Royal Philips President and CEO Frans van Houten will step down in October and be replaced by Roy Jakobs under a succession plan the Dutch health technology company unveiled Tuesday.
Shareholders will meet Sept. 30 to appoint Jakobs, who leads Philips' connected care division, as van Houten's successor effective Oct. 15.
The executive leadership change comes amid a massive recall of ventilators prescribed to patients for sleep apnea, which the company commenced last year. Philips produced 3 million replacement devices and repair kits as part of the recall, the company disclosed in its quarterly report last month. Jakobs has been responsible for the voluntary recall notification and field safety notice since last year, according to a news release.
Jakobs joined Philips in 2010 and was named the chief business leader of its connected care unit in 2020. He oversaw acquisitions including a $2.8 billion deal to purchase remote cardiac diagnostics and monitoring company BioTelemetry, according to Philips.
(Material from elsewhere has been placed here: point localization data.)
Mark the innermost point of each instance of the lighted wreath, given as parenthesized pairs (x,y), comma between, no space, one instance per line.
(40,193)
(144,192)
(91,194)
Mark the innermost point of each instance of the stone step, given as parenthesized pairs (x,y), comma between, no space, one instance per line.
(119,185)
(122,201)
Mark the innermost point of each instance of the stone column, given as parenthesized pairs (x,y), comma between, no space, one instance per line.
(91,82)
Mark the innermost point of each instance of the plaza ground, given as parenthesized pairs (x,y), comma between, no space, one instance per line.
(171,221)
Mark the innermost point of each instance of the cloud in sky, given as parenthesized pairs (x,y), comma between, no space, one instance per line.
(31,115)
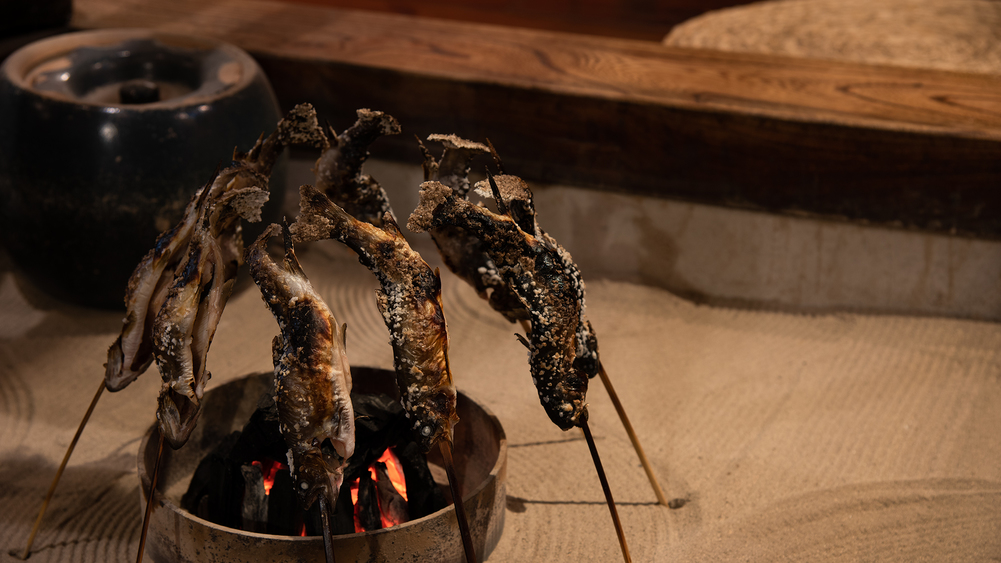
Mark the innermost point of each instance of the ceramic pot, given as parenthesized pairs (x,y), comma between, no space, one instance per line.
(104,136)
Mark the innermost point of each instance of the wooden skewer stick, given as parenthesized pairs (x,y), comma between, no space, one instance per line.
(633,437)
(324,517)
(149,501)
(62,466)
(606,489)
(661,498)
(456,501)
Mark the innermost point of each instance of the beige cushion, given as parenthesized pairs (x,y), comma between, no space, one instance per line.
(962,35)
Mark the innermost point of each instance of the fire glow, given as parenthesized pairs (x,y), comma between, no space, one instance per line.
(268,468)
(396,479)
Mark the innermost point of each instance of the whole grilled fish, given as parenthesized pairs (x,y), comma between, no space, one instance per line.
(312,375)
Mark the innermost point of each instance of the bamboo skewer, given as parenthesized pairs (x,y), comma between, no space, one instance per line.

Van Houten has been CEO since 2011 and will remain as an advisor to support the transition through April 30. "It has been both a privilege and a pleasure to lead the transformation of Philips, over the past 12 years, into one of the largest health technology companies in the world,” van Houten said in a news release. “While I am proud of our many accomplishments, much remains to be done to enhance the resilience of Philips to manage through current setbacks and adverse market conditions.”
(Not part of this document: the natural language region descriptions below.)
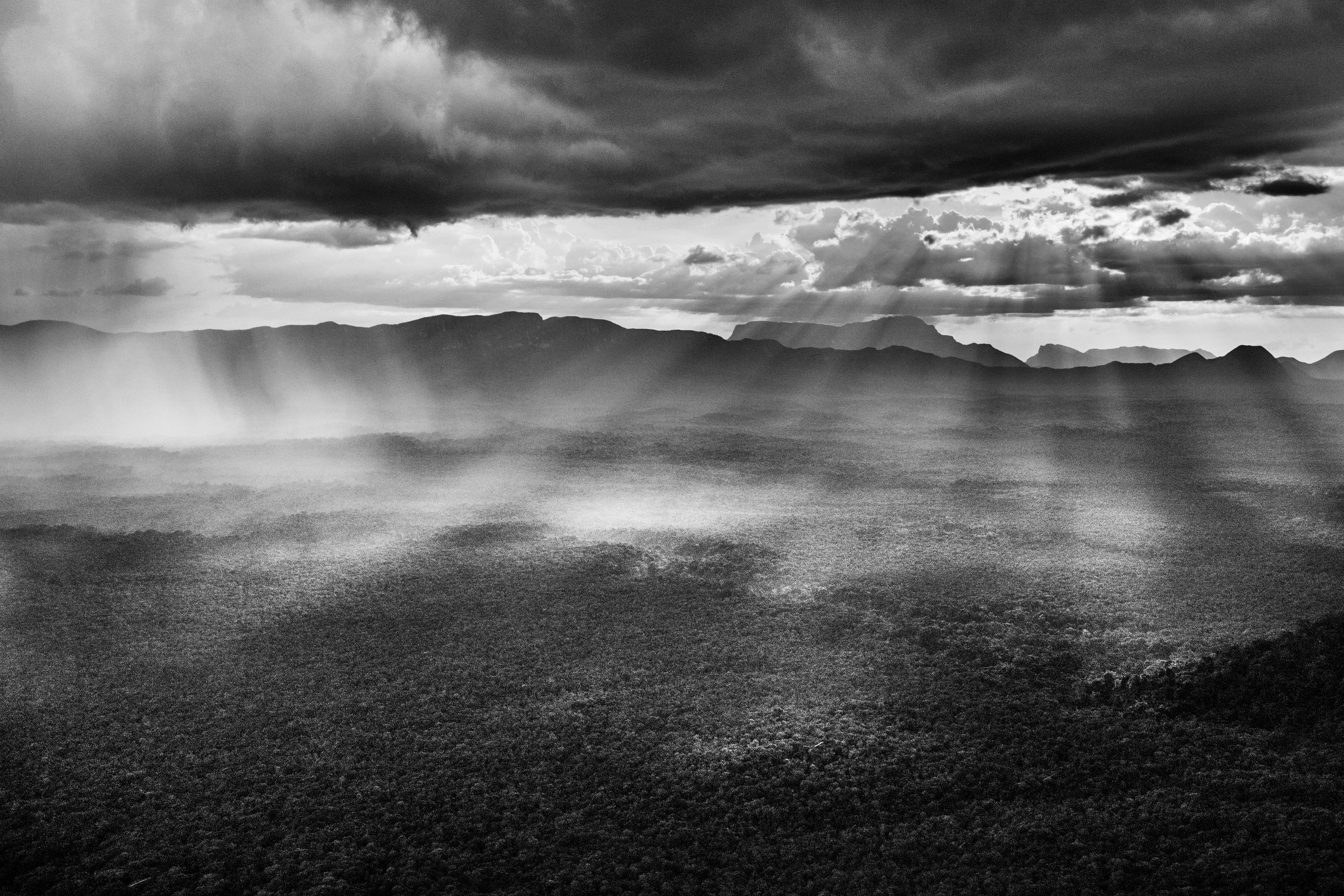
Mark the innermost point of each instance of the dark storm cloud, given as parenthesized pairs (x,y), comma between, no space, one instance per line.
(608,107)
(701,256)
(1289,184)
(1171,217)
(1077,269)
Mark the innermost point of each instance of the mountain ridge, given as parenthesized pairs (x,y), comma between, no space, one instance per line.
(883,332)
(1064,357)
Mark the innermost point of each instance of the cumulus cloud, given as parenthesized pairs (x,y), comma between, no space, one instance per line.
(418,111)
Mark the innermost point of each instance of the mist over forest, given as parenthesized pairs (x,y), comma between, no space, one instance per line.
(770,448)
(519,605)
The outgoing chief executive led the company’s transition from a “diversified industrial conglomerate into a focused, global solutions leader in health technology,” Supervisory Board Chair Feike Sijbesma said in a news release.
During the second quarter, Philips recorded a 7% decline in sales to $4.25 billion, which the company attributed to supply chain shortages and COVID-19 lockdowns in China. Operating income plummeted 89% to $11.2 million compared with the year-ago period.